品川女子の生徒は企業と連携して焼き菓子の商品開発にも携わった

 品川女子では9月の文化祭に向けて各クラスごとに模擬店を出すが、それぞれ事前に生徒たちに10の会社をつくらせる。実際にどのようなビジネスモデルなのか、プレゼンして資金調達も競う。生徒は一人500円出資し、株主となる。文化祭後に収益に応じて利益を配分したりし、監査法人の指導も受ける。仮の株式会社だが、「利益が出て、配当がもらえることもある。まあ、500円の図書カード1枚ぐらいですが」(漆校長)。

 校内には社会起業家もいる。高等部2年生の水野薫さんは16年12月、同じクラスの36人全員と歯周病対策のNPO(非営利団体)を発足させた。「歯周病は様々な病気の遠因になることを知り、予防への意識を高めたいと思いました」と水野さんはいう。日本歯科医師会会長の堀憲郎氏と対談するなど、歯周病予防の広報活動にも一役買っている。

 なぜ品川女子はここまで本格的なキャリア教育をやっているのか。

企業と連携、最初は失敗の連続

品川女子の生徒たちは歯周病対策のNPOも立ち上げた

 「品女の学校理念は社会で活躍する女性を育てることなんです。仕事の上でも、結婚・出産などプライベートの面でもターニングポイントになるのは卒業して10年後の28歳ぐらいじゃないかと。そこから逆算した教育をやろうと考えたわけです。企業と連携した体験型のキャリア教育を実践しようと考えました。でも大変でした、企業など外部関係者との調整もありますし、失敗やトラブルの連続だった」。漆校長はこう振り返る。

 「28プロジェクト」と命名して企業との共同作業や起業体験プログラムを実施するほか、なんと卒業後の『就活』も支援している。卒業した大学生の就職活動支援のため、21歳になると、「白ばら就職情報交換会」を開催、企業のOGなどを紹介したり、就職情報を共有したりしている。そして目標の28歳には卒業生を集めて「ホームカミングデー」を開く。再会して現状報告と確認を行う。

中学の志願者5人、経営難の過去も

生徒が開発に参加した焼き菓子を手にする漆校長

 品川女子と言えば、以前は有名芸能人の通う女子校として知られた。派手なイメージがあるが、しかし「それはたまたま」と漆校長。実は同校は1970年代から80年代にかけて深刻な経営難に陥った。

 「両親がこの学校の経営をやっていましたが、中等部の志願者は5人(77年)にまで落ち込み、その後も低迷しました。当時の品女は高卒の職業女性を育成する学校で、しつけ重視。大学進学の要望に応えられなかった」。漆校長は、早稲田大学の国語国文学専攻科を修了したが、品川女子に就職する気はなく、他校で教師となった。
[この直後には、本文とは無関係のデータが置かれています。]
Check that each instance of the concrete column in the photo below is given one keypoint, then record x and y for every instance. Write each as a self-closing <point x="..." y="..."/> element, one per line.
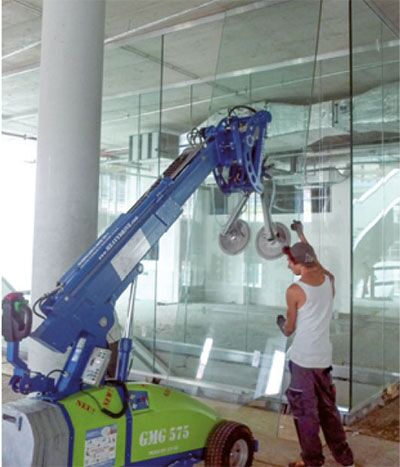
<point x="66" y="202"/>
だが、母親が体調を崩したこともあって89年に品川女子に移り、結局6代目の校長になった。

 女子校の再建は容易ではない。現在、渋谷教育学園幕張校と渋谷校を運営する田村哲夫理事長は父親から、経営難に陥った渋谷女子校(当時)を引き継いだ。校名を変え男女共学制にし、両校を多くの東京大学合格者を出す進学校に押し上げた。広尾学園も同様に破綻寸前の女子校だったが、名前を変え、男女共学にして再建した。しかし、品川女子は学校理念を変えず、女子校を貫いて学校改革を実践し、進学実績も伸ばした。

東大合格者も 志願者は200倍に

 品川女子のOG会会長で、NPO「C-ribbons(シーリボンズ)」代表理事の藤森香衣さんは「当時からモデルの仕事をしていましたが、勉強も忙しかった」という。漆校長は「芸能人は勉強しないというイメージでしょうが、(99年卒の)広末さんは、定期試験の1週間前になると仕事は入れず、勉強を重視していました」という。

 99年には品川女子から、初めての東大合格者が出た。同校の1学年の生徒数は約200人。2017年の進学実績は東大や京都大学など国公立大学に計17人のほか、早稲田大学に27人、慶応義塾大学に9人がいずれも現役で合格している。中学入試の志願者は1000人前後に膨らんだ。最悪期と比較すると、実に200倍にV字回復したわけだ。

 女子高生起業家の有川さんは「失敗もたくさんしたが、多くの人と知り合い、いい経験をした。今後は大学受験に専念するため、しばらく仕事は休もうと考えている。大学ではメディア論など社会学を勉強して次につなげたい」という。失敗を繰り返しながら、キャリア女子の育成に注力する品川女子。女子校再生の新たなモデルになっている。